Economie De Europese Centrale Bank wil onder Lagarde vergroenen. Het mandaat daarvoor moet steviger en duidelijker, schrijven op het gebied van Europees monetair beleid.
Foto Getty

De Europese Centrale Bank (ECB) staat voor een paradox. De ECB is er de afgelopen tien jaar niet in geslaagd haar primaire taak van het stabiel houden van de prijzen te vervullen: de inflatie is steeds onder het doel van 2 procent gebleven. Ondanks deze flagrante mislukking wil de ECB nu juist veel meer doelen nastreven dan alleen stabiele prijzen. Zo suggereert Christine Lagarde al sinds haar aantreden als ECB-president dat de bank concrete actie zal ondernemen tegen klimaatverandering.

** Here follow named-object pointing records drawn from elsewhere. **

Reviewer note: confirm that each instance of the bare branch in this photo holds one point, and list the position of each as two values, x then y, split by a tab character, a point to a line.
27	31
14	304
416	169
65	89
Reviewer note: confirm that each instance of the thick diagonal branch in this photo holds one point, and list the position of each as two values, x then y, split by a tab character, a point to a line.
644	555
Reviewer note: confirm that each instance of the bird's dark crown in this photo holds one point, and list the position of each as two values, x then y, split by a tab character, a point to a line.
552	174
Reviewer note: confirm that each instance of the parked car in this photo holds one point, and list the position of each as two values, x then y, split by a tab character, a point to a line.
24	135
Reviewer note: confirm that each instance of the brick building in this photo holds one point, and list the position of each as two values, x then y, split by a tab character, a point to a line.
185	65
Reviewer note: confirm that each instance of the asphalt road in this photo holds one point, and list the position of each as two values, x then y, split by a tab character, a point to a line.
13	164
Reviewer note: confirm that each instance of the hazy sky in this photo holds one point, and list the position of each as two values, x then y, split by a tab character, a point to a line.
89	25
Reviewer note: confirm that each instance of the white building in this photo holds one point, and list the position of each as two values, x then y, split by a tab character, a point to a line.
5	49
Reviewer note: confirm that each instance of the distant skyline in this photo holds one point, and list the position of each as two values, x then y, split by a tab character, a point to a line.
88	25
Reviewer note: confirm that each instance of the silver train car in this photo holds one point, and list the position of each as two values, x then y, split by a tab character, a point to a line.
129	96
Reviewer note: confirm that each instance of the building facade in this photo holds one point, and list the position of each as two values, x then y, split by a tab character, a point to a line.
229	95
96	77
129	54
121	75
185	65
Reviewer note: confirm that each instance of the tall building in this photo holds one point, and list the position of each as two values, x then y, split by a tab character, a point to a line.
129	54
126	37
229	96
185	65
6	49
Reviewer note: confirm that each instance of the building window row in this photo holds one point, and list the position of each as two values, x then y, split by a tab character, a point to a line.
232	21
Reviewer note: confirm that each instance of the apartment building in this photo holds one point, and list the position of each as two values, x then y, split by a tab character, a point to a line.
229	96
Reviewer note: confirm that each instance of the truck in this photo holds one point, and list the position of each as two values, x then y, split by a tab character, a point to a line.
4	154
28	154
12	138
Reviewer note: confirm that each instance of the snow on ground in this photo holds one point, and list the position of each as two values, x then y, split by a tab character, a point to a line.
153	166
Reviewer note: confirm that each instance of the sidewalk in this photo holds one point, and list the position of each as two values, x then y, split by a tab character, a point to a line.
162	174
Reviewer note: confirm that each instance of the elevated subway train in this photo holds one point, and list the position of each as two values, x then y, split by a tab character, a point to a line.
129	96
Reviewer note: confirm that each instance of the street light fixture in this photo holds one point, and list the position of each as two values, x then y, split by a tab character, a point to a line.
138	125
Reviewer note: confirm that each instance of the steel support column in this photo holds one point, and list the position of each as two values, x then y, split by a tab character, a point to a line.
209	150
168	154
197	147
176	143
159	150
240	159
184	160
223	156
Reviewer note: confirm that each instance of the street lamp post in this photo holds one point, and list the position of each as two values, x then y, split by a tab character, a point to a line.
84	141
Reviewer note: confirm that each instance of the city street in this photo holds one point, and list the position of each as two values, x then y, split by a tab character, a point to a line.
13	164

De ECB kan dat in principe doen. De verdragen van de Europese Unie verlenen de ECB ruime bevoegdheden voor andere doelstellingen dan prijsstabiliteit. Zo is bepaald dat, onverminderd het doel van prijsstabiliteit, de ECB het „algemene economische beleid in de Unie” ondersteunt „teneinde bij te dragen tot de verwezenlijking van de […] doelstellingen van de Unie”, aldus artikel 127 van het Verdrag betreffende de werking van de Europese Unie.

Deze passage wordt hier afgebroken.